Antonio Muñoz Molina durchstreift seine Heimatstadt Madrid, aber auch andere Metropolen wie New York, Paris und Berlin spielen eine Rolle. Der Ich-Erzähler ist ein sehr zeitgenössischer urbaner Spaziergänger, der ein Smartphone in der Hosentasche trägt, mit dem er Töne aufnimmt, nämlich alles, was ihm unterwegs zufällig begegnet: Geräusche, Gesprächsfetzen, den Wind, die Schritte, das große allgemeine Rauschen einer Einkaufsstraße, das Stimmengewirr in seinem Frühstückscafé oder das Rattern der Metro. 

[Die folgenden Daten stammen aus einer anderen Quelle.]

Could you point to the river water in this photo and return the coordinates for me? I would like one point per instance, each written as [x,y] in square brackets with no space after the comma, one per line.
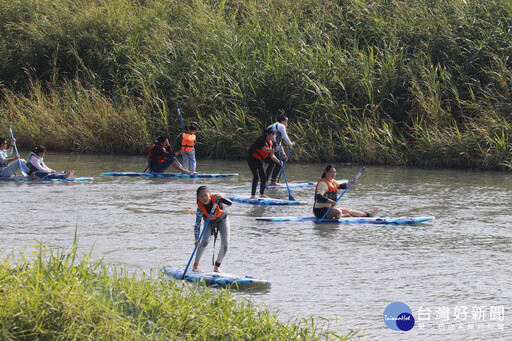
[453,272]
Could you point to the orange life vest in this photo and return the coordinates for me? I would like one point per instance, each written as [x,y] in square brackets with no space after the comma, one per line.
[218,211]
[160,159]
[260,154]
[331,192]
[187,142]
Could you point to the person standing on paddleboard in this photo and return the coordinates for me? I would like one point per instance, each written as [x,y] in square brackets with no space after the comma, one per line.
[326,195]
[258,152]
[219,223]
[6,169]
[281,135]
[38,169]
[161,156]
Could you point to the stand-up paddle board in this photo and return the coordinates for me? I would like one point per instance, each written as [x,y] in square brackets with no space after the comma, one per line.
[353,220]
[246,199]
[46,179]
[169,175]
[217,279]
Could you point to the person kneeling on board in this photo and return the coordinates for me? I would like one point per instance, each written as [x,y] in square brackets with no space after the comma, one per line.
[219,222]
[326,195]
[161,156]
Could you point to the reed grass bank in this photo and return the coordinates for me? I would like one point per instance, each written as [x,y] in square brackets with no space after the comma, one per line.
[395,82]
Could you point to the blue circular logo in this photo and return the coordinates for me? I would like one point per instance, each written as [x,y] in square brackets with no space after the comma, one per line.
[398,316]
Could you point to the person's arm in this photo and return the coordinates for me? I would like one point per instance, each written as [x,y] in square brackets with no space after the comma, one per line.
[3,160]
[342,185]
[223,200]
[276,160]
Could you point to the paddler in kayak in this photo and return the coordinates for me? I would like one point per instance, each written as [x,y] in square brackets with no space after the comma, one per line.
[162,156]
[219,222]
[260,149]
[326,195]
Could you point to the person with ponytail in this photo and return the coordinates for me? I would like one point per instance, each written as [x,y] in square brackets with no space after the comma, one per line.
[219,223]
[38,169]
[326,195]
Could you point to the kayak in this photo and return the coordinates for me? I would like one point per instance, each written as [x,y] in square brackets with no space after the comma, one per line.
[291,185]
[246,199]
[353,220]
[216,279]
[169,175]
[46,179]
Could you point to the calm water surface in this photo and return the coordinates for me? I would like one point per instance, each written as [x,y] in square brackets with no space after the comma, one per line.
[346,274]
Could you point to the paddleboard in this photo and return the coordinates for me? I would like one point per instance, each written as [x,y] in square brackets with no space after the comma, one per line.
[246,199]
[46,179]
[169,175]
[353,220]
[291,185]
[216,279]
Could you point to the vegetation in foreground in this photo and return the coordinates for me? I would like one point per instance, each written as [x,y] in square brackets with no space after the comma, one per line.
[57,295]
[400,82]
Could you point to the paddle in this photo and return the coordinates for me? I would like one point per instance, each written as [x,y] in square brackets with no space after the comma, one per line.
[345,191]
[287,157]
[181,120]
[285,180]
[16,149]
[212,212]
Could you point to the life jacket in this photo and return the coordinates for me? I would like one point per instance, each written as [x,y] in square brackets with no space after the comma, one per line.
[160,159]
[187,142]
[259,153]
[331,192]
[218,212]
[30,166]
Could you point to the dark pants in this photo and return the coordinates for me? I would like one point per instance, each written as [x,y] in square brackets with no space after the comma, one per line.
[162,166]
[258,173]
[273,170]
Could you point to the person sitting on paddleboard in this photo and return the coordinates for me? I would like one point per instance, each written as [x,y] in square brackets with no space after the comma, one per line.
[6,169]
[162,156]
[273,168]
[259,150]
[326,195]
[219,222]
[38,169]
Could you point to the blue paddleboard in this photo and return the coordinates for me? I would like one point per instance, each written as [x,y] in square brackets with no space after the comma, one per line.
[246,199]
[169,175]
[217,279]
[46,179]
[353,220]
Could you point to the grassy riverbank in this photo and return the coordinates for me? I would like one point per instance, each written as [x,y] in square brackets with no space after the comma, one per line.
[57,295]
[387,82]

Der Flaneur als Geräuschesammler

Molinas Protagonist könnte ein Geräuschesammler sein, wie manche Archivare beim Radio. Der Erzähler erinnert an vergessene Stimmen, etwa die von Walter Benjamin, der in den 1920er-Jahren kurze Texte für den Rundfunk gesprochen hat, die allerdings alle verschollen sind.
Der Autor des berühmten „Passagenwerks“ – Hochamt der Müßiggänger-Literatur – ist eine der zentralen Figuren, auf die Molinas Ich-Erzähler bei seinem nicht-linearen Durchstreifen der Städte immer wieder stößt. Er begegnet ihm auf der Flucht nach Port-Bou, im städtischen Anzug und mit abgewetzter Aktentasche, ebenso wie Marcel Proust in Paris oder Garcia Lorca in New York.

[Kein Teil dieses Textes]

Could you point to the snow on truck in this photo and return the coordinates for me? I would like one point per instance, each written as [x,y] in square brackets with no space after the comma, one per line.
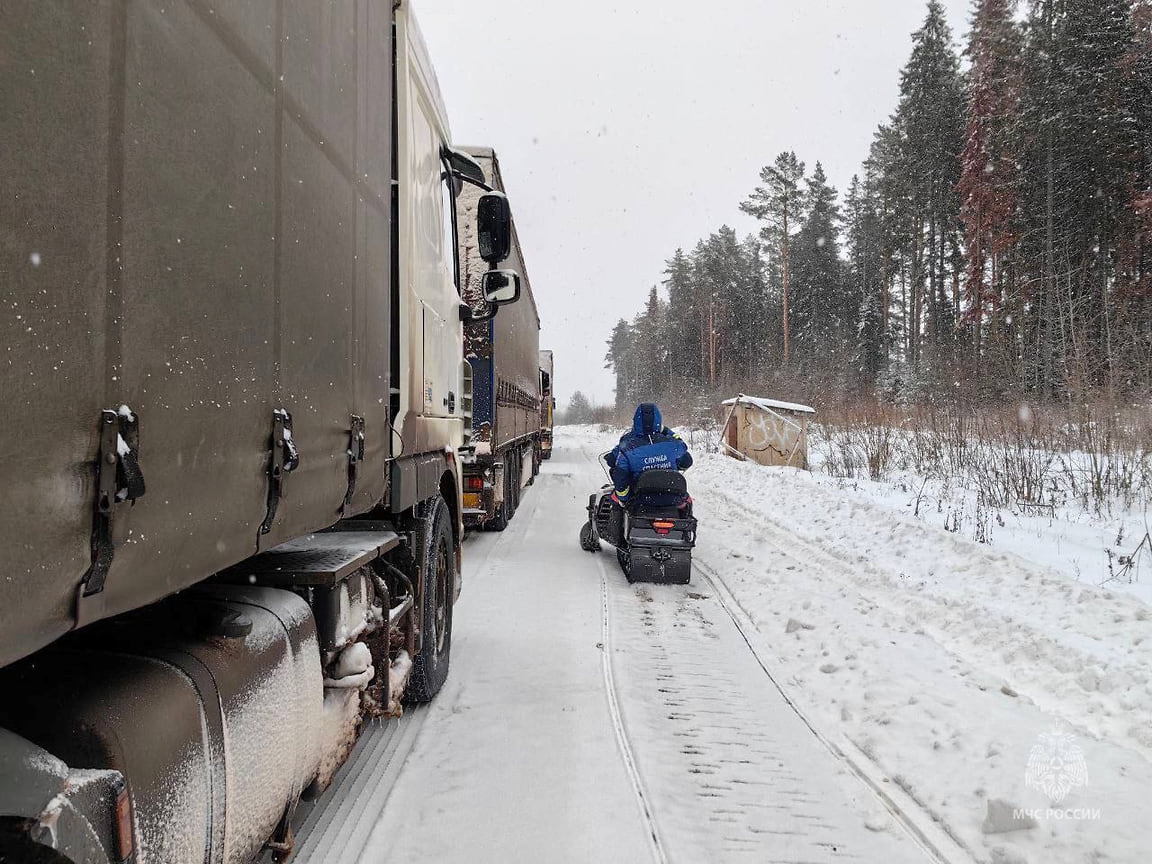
[230,479]
[503,356]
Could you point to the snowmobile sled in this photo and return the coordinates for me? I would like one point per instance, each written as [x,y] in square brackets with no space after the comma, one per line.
[653,533]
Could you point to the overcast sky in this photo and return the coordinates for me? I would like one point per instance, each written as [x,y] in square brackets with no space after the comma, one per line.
[628,129]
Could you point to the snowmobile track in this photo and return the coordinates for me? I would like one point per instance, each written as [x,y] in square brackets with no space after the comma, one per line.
[618,721]
[335,828]
[912,818]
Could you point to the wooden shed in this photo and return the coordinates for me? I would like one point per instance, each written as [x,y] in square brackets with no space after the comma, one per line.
[766,431]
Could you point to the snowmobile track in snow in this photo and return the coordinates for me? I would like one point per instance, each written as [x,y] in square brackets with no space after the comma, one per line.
[335,828]
[618,721]
[916,821]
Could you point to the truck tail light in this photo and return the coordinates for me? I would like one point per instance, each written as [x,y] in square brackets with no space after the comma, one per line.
[124,842]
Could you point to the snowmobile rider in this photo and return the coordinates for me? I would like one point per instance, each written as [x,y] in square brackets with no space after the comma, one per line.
[650,445]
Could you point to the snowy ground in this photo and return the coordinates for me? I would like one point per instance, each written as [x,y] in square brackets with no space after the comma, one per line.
[840,682]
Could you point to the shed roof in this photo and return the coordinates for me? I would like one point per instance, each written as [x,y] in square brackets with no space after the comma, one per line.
[770,404]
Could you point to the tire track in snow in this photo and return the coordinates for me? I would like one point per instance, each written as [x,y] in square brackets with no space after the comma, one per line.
[912,818]
[618,721]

Über Werbetafeln in die Welt der Fantasie

Molinas Stadtwanderer kultiviert jedoch keinen nostalgischen Blick auf eine vermeintlich gute alte, gemütliche Zeit im Takt des Schlenderns. Vielmehr schlägt er ästhetische Brücken von der Vergangenheit in die unmittelbare Gegenwart.
Baudelaire brauchte Opium oder Haschisch, um sich in einen Rausch zu versetzen. Heute bieten in Molinas Universum die Werbeclips, die etwa am Times Square über die Fassaden laufen, eine andere Form des Abtauchens in eine Fantasiewelt, ebenso wie virtuelle Universen der Computerspiele.

Terrorismus und Hochsicherheitsgesellschaft

Der Text ist eine Ansammlung zahlloser kurzer Abschnitte, die Molina erlauben, beliebig zwischen Orten und Zeiten hin und her zu springen. Die islamistischen Attentate in Nizza und Paris spielen in seiner assoziativen Welterkundung ebenso eine Rolle wie ein G20-Treffen der führenden Wirtschaftsnationen in der von chinesischen Sicherheitsdiensten leergefegten Stadt Hangzhou.
Molinas Roman erschien im spanischen Original bereits 2018. Von den noch weit repressiveren Maßnahmen des autoritären chinesischen Regimes angesichts der Coronapandemie kann das Buch also noch nichts wissen. Aber man hat beim Lesen das Gefühl, er habe eine zunehmend von totalitären Entwicklungen geprägte Welt vorausgeahnt.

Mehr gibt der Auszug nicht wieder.